In later years, a fence and 2 flag poles were erected. A monument was also created which, again, stated the burials were "unknown" Confederates who had died in hospitals at Tullahoma. In 1992, a list was discovered in the National Archives giving a roster of most of the "unknown" Confederate dead buried at Tullahoma. An additional monument was installed listing the names of the soldiers. In 1995, a new monument was in the Confederate Cemetery.

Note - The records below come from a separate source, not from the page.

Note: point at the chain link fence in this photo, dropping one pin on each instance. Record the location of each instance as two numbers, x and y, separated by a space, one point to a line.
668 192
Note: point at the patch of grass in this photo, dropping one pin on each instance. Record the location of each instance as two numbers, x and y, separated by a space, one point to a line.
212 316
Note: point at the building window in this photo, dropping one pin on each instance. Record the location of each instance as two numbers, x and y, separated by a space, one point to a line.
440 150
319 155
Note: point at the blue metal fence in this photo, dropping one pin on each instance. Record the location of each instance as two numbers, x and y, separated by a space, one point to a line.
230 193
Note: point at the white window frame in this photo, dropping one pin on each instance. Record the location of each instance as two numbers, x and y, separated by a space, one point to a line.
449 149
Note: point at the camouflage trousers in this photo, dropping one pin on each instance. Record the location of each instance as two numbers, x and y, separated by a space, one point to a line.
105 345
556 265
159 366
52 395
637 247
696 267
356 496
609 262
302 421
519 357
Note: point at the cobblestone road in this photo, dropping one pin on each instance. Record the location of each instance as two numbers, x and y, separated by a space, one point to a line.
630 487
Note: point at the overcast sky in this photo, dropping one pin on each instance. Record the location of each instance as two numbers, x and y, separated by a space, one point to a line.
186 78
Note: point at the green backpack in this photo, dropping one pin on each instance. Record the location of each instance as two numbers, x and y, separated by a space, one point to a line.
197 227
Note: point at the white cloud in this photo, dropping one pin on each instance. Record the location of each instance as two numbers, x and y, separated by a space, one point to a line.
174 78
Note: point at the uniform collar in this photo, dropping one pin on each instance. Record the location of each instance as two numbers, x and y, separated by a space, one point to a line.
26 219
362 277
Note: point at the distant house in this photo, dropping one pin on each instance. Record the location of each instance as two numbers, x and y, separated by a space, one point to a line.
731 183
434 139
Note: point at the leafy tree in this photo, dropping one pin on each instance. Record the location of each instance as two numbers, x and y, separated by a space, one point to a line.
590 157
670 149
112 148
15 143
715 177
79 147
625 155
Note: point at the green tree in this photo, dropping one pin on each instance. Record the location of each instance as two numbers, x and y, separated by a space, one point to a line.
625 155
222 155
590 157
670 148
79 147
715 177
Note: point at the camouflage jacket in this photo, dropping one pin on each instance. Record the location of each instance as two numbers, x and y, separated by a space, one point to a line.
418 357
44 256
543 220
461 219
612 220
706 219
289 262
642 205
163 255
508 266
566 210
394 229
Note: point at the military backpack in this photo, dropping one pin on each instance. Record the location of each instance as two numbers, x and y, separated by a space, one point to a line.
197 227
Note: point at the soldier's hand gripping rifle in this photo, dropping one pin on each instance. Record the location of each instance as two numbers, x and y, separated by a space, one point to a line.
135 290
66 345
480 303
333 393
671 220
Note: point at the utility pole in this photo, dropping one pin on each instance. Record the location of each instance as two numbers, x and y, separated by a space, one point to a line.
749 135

In 1996, the Tullahoma Confederate Association held its first meeting in 70 years and appointed Trustees who assumed responsibly for maintaining the cemetery. One of their first acts was to raise the Confederate National flag, the Battle Flag, and the flags of the Polk and Hardee Army Corps over the graves of the men who had fought under these flags, 11 from my great grandfather Nathan Oakes's 32nd Mississippi Infantry Regiment.* In the Summer of 1997, the State of Tennessee awarded the Association a grant for maintenance of historic cemeteries, and all work of maintaining the cemetery began to be carried out by members of the Tullahoma Confederate Association. The Tullahoma Confederate Cemetery and Maplewood Cemetery is now one of the stops on the Tullahoma Campaign Civil War Trail.
As Bradley notes, although Confederate soldiers were buried in existing cemeteries or on battlefields before Col. Mathias Martin set aside his plot for his comrades in arms, the plot at Tullahoma may be the oldest cemetery in the nation created exclusively for the burial of Confederate soldiers. Today, 150 years later, the cemetery on Maplewood Avenue is apparently a lovely, well maintained, and peaceful spot.